Adriana gave a slow, very careful nod, not wanting to jangle her brain any more than it already was. Having the big wolf there to help her was going to be a huge relief. Of all the officers on board that she trusted, Galen was at the top of that list. They'd served together before, after all, and the wolf had not a selfish or corruptible bone in his big dashing body.
Galen continued, matter-of-factly, as he leafed through and read over manifests.
"While we do that, we wait and watch. Admiral Kerrick will have other jobs for us to do, if this civil war is as large as reports seem to indicate. The bigger problem, right now, is that communication blackout. I think we should just be honest with our crew, as soon as Bull's got his government in the works. I somehow doubt we'll have much in the way of desertion."
Adriana wasn't so sure, but she shrugged a shoulder in consent.
"The personal mail blackout continues until we've got Bull in charge of the system. Until then, it's our sole duty to protect him and the civilians. You're right, Galen. We can't worry about the Galaxy at large just yet. It's over our heads, and we don't have enough information."
"You have that right, Captain."
A short pause went on, as they ran out of words for the moment. Then her brain kicked over, slowly becoming more awake.
"You aren't worried about what this civil war means?"
Galen looked up again, and shook his head with a soft, sad laugh.
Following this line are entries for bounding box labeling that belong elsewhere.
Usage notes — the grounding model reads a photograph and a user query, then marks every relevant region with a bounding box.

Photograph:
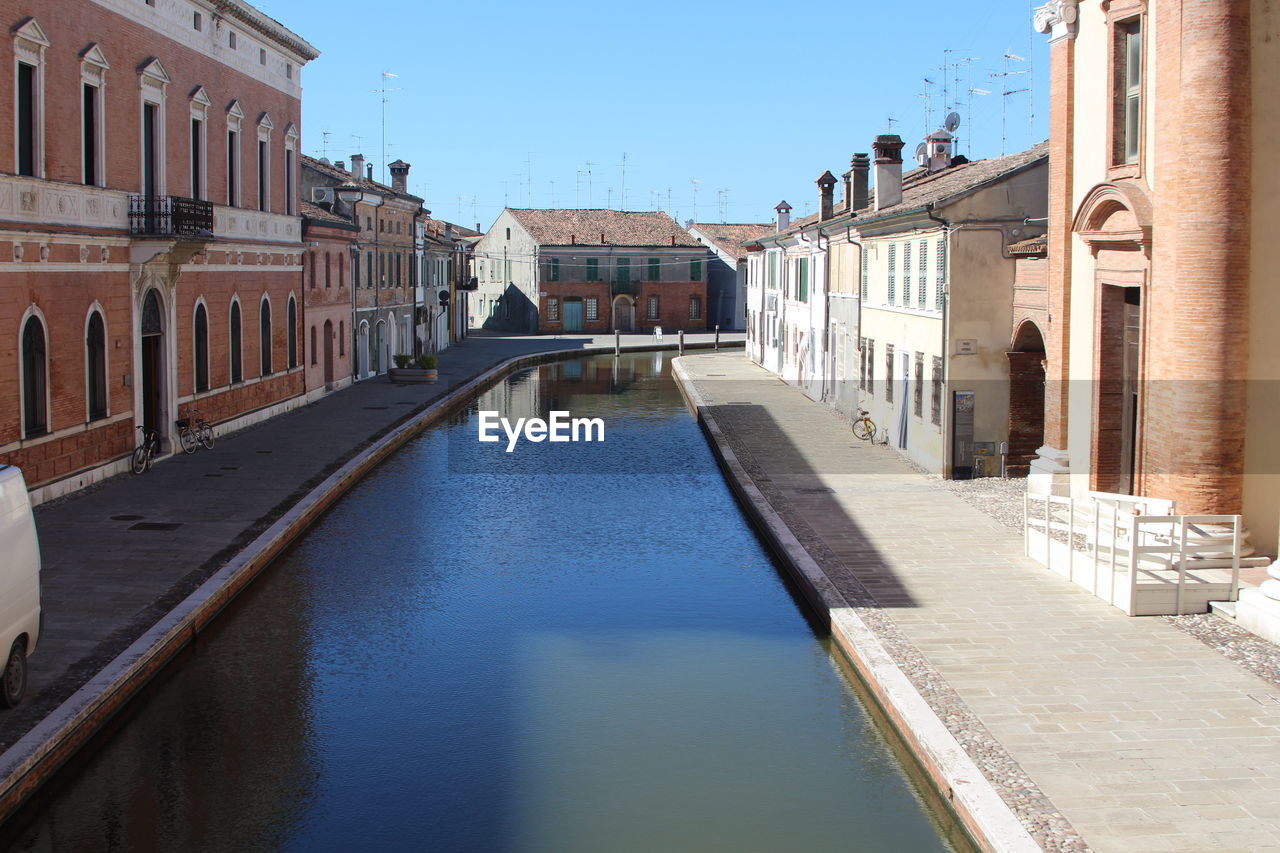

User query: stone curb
[672,359,1041,853]
[0,341,744,824]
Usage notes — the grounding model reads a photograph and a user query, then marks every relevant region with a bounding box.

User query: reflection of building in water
[15,560,319,850]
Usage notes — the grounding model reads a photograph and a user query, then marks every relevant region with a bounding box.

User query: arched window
[257,296,271,377]
[230,301,244,383]
[285,293,298,370]
[22,316,49,438]
[84,311,106,420]
[193,304,209,393]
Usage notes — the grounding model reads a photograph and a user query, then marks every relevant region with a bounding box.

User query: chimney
[774,199,791,232]
[387,160,411,192]
[924,128,955,172]
[814,169,836,222]
[872,133,905,210]
[849,154,872,213]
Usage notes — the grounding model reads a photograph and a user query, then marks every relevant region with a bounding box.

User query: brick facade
[0,0,315,500]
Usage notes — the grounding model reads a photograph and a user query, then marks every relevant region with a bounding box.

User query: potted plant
[388,353,440,382]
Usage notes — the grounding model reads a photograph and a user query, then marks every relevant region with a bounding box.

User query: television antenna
[374,72,399,183]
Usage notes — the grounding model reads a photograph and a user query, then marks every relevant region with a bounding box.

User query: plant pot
[387,368,440,382]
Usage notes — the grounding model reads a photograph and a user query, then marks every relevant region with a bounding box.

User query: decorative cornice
[1036,0,1080,42]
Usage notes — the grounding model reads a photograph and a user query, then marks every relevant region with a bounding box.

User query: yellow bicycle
[854,409,876,442]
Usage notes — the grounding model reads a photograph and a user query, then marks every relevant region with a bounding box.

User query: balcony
[129,195,214,240]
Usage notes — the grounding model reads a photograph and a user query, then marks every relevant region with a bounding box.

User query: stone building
[746,131,1048,478]
[471,209,707,333]
[1032,0,1280,617]
[301,201,360,400]
[0,0,317,501]
[689,223,773,332]
[302,154,419,380]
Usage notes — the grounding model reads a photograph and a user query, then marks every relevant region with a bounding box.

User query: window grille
[902,243,911,307]
[888,243,897,305]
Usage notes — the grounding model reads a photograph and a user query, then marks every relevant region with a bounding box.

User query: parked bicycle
[854,409,876,442]
[133,427,160,474]
[173,409,214,453]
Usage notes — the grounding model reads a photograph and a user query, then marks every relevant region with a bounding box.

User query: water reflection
[5,355,946,853]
"Of course I am. Things are going to get a lot worse before they get any better, and a lot of good people are going to die. But we have a good crew and a good ship, and you and I both know we can trust Kerrick even though he's a stuff-shirted ass sometimes. All we can do is our best."
Adriana shook her head slowly, gingerly, feeling chilly stiffness in her neck and shoulders. The battle had jangled her delicate frame around quite a bit, and she was feeling the slings and arrows. Despite looking like a twenty-something thanks to advanced medicine and exercise, she was in her forties, and at the moment she felt it.